Le PC n’a pas d’avenir dans le salon familial

Mobilité

Selon le cabinet d’études Gartner, la consommation des loisirs numériques passera par une platine DVD de salon nouvelle génération. Mais pas avant 2010.

Quels équipements de loisirs numériques privilégierons-nous dans les années à venir? Au jeu de la difficile prédiction de savoir de quoi l’avenir sera fait, le Gartner a tranché. Il n’y a pas d’avenir pour les PC, tels qu’ils sont conçus aujourd’hui, au sein du salon familial. Selon le cabinet d’études, les lecteurs DVD de salon domineront l’équipement résidentiel en terme de loisirs multimédia. “Les enregistreurs DVD deviendront le coeur du réseau résidentiel, permettant aux consommateurs de regarder des films, des programmes télévisés et d’écouter de la musique dans n’importe quelle pièce à n’importe quel moment”, déclare Paul O’Donovan, analyste chez Gartner à l’occasion d’une étude présentée le 4 août dernier.

Selon lui, téléchargé à partir d’Internet ou issu d’un support physique, les contenus audiovisuels pourront être stockés et lus à partir de périphériques disséminés un peu partout dans le domicile et piloté par cette future génération de lecteur DVD. “La simplicité d’installation et d’utilisation sont les éléments clés de l’adoption par les consommateurs”, poursuit l’analyste, “et ce seront les distributeurs de matériel électronique plutôt que les vendeurs de PC qui domineront ce marché.” Microsoft et son concept de Media Center peut aller se rhabiller. Mais pas avant 2010, “le temps que les revendeurs et fournisseurs de technologies développent des standards communs de connectivité et d’interopérabilité”, estime Paul O’Donovan.

Trop puissant et trop cher

Selon le Gartner, si les utilisateurs se convertissent au réseau, notamment pour télécharger sur Internet et partager l’imprimante entre plusieurs PC au sein du foyer, l’ordinateur ne serait pas l’appareil le plus adapté pour regarder des vidéo et écouter de la musique. Et les besoins s’amplifient avec l’usages des caméscopes, baladeurs et appareils photos numériques, voire les téléphones mobiles de dernière génération, dont on veut pouvoir partager le contenu en toute simplicité en transférant leurs données au sein du domicile.
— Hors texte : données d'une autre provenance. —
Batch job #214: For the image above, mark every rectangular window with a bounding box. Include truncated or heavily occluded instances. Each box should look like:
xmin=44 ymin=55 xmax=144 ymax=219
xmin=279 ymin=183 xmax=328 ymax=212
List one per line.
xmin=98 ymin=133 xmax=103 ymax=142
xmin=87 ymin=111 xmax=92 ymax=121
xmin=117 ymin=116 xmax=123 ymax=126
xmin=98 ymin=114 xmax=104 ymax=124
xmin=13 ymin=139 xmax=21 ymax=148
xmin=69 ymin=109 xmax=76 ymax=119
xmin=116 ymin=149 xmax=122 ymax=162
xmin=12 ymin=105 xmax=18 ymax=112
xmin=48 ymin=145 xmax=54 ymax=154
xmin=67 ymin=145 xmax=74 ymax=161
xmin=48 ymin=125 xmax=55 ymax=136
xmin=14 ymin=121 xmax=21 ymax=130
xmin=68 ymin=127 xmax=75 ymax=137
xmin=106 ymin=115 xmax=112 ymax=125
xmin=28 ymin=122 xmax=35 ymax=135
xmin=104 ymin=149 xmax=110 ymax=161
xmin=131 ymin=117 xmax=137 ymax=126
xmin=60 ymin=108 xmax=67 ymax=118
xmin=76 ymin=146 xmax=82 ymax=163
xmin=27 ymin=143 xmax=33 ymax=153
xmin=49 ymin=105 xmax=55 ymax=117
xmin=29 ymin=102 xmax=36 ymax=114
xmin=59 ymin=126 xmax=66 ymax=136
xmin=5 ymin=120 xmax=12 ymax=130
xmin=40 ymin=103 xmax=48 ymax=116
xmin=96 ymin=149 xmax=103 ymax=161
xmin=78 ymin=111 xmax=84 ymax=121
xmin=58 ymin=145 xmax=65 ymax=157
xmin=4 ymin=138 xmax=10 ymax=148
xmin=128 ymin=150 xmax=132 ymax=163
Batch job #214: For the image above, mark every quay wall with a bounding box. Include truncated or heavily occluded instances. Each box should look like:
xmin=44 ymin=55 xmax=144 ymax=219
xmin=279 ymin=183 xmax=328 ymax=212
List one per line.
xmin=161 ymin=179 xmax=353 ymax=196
Le Gartner estime notamment que la puissance qu’un ordinateur requiert est bien supérieure à celle nécessaire. Ainsi, toujours selon le cabinet d’étude, la lecture d’un DVD à partir d’un ordinateur nécessite un processeur de 2 GHz là où une platine de salon se contente de 200 MHz. Dix fois moins. Les coûts des composants d’un PC se révèlent, à usage équivalent, 86 % plus onéreux que ceux d’un lecteur DVD. Sans parler des logiciels de lecture et autres drivers que le PC réclame pour fonctionner là où le DVD de salon se contente de la galette argentée contenant les données audiovisuelles.

Le DVD doit évoluer

Autant d’arguments qui favorisent effectivement le DVD de salon. Mais, pour se hisser au niveau des capacités de l’ordinateur, les platines DVD se doivent de connaître quelques évolutions. Notamment la capacité à décoder/encoder à la volée une multitude de formats audio et vidéo (MPEG 2 et 4, DivX, WMV, etc.) et pouvoir adapter le poids/taille des fichiers en fonction de leur support de diffusion (à quoi bon balancer un flux vidéo haute définition sur un écran qui ne la supporte pas?). Bref, intégrer une majorité de codecs et pouvoir les mettre à jour régulièrement à la manière du PC, justement.

Selon le cabinet d’étude, deux à trois ans seront encore nécessaires aux constructeurs pour s’entendre sur une norme commune. La mise sur le marché des premiers équipements de nouvelle génération (un lecteur/enregistreur numérique DVD doté d’interfaces pour rapatrier photos, vidéo, musique et communiquer avec les périphériques) n’interviendrait pas avant 2010. Ce qui laisse quelques années à Microsoft pour poursuivre ses tentatives de pénétration du marché des loisirs numériques… notamment à travers sa Xbox (voir édition du 13 mai 2005).